Wanneer de aanvrager niet binnen veertien dagen zijn/haar aangifte aanvult of uitstel aanvraagt, wordt een brief verstuurd waarin vermeld wordt dat de aangifte briefadres buiten behandeling wordt gesteld wegens het ontbreken van de gevraagde documenten.

Toelichting art 6:

Het betreft hier een (niet-limitatieve) opsomming van weigeringsgronden voor de aanvraag briefadres.

Sinds 1 maart 2009 geldt sub j als nieuwe weigeringsgrond. Hiermee wordt bedoeld dat een briefadres alleen verleend kan worden op een woonadres waar nog geen of slechts één briefadres is geregistreerd. Hierbij geldt een briefadres verleend aan een gezinshuishouden als één briefadres. Dit betekent dat er maximaal twee alleenstaanden of twee gezinshuishoudens een briefadres kunnen hebben op één adres.

Toelichting art 7, lid 1 en lid 2:

Om het tijdelijke karakter te bevestigen is besloten om een briefadres voor een periode van zes maanden te verlenen met de mogelijkheid verlenging met tweemaal drie maanden. Na het verloop van deze periode, moet de burger worden ingeschreven op een woonadres waar hij feitelijk verblijft.

Hierop zijn een aantal uitzonderingen. Deze uitzonderingen hebben te maken met de feitelijke onmogelijkheid van de burger om een woonadres te hebben. Hierbij valt te denken aan schippers. Zolang deze schippers varen kunnen zij kiezen voor een briefadres. Het recht op het briefadres wordt voor deze categorie om de vijf jaar getoetst.

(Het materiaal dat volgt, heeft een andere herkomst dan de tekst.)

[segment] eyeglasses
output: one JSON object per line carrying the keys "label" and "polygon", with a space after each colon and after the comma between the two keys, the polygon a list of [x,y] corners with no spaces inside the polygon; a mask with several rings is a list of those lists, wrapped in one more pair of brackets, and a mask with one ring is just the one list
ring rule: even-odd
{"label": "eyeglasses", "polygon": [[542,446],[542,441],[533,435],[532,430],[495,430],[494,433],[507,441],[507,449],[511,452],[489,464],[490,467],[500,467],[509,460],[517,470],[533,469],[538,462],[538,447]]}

Toelichting art 7, lid 3 en lid 4:

Ieder halfjaar wordt gekeken of de aanvrager inmiddels een woonadres heeft. Dit gebeurt ook wanneer de aanvrager nog niet heeft aangegeven dat hij inmiddels beschikt over een woonadres. Middels een brief wordt betrokkene verzocht aan te geven of hij al een woonadres heeft, dan wel of hij nog steeds een briefadres heeft. Naar aanleiding van de reactie van betrokkene wordt bepaald of betrokkene ingeschreven wordt op een woonadres of op het briefadres ingeschreven blijft.

Toelichting art 8:

In uitzonderingsgevallen kan het gerechtvaardigd zijn om af te wijken van deze regeling, bijvoorbeeld in het geval van de eenmalige verlenging zoals vastgelegd in artikel 7 lid 2 van de regeling.